This project aims to provide insight into the human motor control system via mathematical system modeling techniques.
The human musculoskeletal system is highly redundant, nonlinear, and with time-delays and noise. A truly challenging system to control. Yet the nervous system controls the movements very pensively, and with remarkable efficiency. How does the nervous system do that?
As an effort to reduce the complexity of the movement control, it is proposed that the nervous system activates the muscle in groups to perform a certain function (called the muscle synergies). This synergistic approach allows for faster computations, because the number of control inputs is much smaller.

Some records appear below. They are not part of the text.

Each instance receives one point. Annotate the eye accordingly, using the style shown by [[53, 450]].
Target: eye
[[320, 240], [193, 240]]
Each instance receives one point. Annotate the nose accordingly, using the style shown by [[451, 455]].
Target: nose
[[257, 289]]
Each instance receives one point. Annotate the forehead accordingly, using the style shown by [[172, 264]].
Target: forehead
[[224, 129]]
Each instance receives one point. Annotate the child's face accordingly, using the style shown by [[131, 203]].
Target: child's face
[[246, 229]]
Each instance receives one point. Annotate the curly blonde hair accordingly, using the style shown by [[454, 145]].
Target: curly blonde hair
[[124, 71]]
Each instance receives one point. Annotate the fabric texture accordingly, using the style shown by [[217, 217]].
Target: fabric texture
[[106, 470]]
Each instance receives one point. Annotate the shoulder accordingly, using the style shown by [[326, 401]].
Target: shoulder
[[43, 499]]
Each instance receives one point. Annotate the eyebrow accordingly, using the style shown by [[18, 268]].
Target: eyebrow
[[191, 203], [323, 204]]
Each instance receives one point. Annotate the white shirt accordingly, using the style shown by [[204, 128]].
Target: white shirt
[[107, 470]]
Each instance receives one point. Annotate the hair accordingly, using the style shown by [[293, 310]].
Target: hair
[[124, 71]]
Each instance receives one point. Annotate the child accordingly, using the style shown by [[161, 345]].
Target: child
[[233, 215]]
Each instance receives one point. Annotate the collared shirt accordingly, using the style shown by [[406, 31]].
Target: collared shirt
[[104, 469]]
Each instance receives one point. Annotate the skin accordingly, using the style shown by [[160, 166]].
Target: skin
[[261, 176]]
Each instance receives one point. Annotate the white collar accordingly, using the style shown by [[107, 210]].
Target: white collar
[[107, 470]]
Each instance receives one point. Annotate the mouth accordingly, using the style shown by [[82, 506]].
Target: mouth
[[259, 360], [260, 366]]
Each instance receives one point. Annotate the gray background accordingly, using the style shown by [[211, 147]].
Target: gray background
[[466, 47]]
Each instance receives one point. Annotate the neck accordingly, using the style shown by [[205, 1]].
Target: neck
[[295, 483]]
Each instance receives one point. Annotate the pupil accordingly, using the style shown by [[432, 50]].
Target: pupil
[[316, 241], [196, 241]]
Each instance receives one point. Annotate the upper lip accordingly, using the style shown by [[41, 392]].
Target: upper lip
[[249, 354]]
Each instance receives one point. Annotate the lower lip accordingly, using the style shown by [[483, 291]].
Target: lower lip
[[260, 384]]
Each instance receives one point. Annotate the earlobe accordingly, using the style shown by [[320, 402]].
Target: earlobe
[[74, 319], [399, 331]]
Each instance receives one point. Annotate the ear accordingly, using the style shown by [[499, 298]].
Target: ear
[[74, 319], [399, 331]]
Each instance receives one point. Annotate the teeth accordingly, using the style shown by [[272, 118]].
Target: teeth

Having a model of the human motor control system is beneficial in many was:
- Neuroscience and motor control studies: The biologically plausible motor control models are valuable tools to study the nervous system, and to perform "experiment" that are hard (or impossible) in practice; such as isolating certain processes, or perform what-if scenarios.
- Rehabilitation: knowing how the motor control system works, we might be able to tailor a rehabilitation program for a certain lesion, in order to regain functionality faster and more effectively.
- Virtual prototypic of assistive devices: Computer simulations can facilitate the design and improvement of the assistive devices. A fast motor control model that mimics human behaviour is a necessity in such simulations.
- Artificial control of limb movements: Stimulating the muscles with electrodes to generate motion in paralyzed limbs have been around for decades. However, due to the complexities of the human body, these systems have limited capabilities. A real-time motor control model that can handle the complexities will extend the usefulness of these systems.